Fox, ignoring him, requested, “Let me have that thing Miss Tusar gave you.” He took the envelope Damon handed him, removed the sheet of paper, and put it on the table beside the pad. “Now. Which one of my swastikas is like the one on the note from the Nazi? You see the difference, of course.”
“Certainly. The one on the left.”
“Correct. And that’s the traditional design of the swastika, the design that the Chinese have used for centuries as a good luck symbol. But when Hitler took it for a trademark, he either made a mistake or deliberately switched it — anyhow, the Nazi swastika is like the one on the right. No Nazi would ever make one like the one on the left. So it wasn’t a Nazi that sent that thing to Miss Tusar. It’s a phony.”
“I’m a son of a gun,” Kossoy muttered. “Can I have that?”
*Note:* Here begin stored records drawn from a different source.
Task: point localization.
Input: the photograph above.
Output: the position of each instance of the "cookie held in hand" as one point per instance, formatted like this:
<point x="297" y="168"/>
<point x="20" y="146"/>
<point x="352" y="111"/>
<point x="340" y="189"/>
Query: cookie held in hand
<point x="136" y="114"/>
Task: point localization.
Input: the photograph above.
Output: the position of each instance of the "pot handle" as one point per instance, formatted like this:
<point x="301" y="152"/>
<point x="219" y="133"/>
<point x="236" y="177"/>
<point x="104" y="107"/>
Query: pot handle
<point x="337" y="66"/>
Fox tore the sheet from the pad and handed it to him, and put the note in the envelope and returned it to Damon. “That,” he remarked, “will help a little. At least you won’t have to waste time trying to connect one of them with Berlin or the Bund. I only hope it’s not the only mistake the weasel made. If it is, you’re more than welcome.”
Damon was frowning at him. “You heard me tell my office to put twenty men on a check up and give special attention to the Nazi angle.”
“I did,” Fox admitted, “and it made me envious. An army like that ready to go!”
“Have you got any more nice little tricks?”
“Well...” Fox considered. “They go over better when they’re spaced out. Of course you’re going to get a pack of lies, as usual, but in my opinion you’ll get none from Miss Mowbray. She would lie in an emergency — naturally, anybody would — but I doubt if she has anything to lie about, and I believe her story about the paper that had the poison in it. Diego Zorilla is a friend of mine. That doesn’t convince you that he didn’t poison Dunham, but it does me — till further notice. You can have the rest of them except Mrs. Pomfret, I suppose, but even that carries no written guarantee.”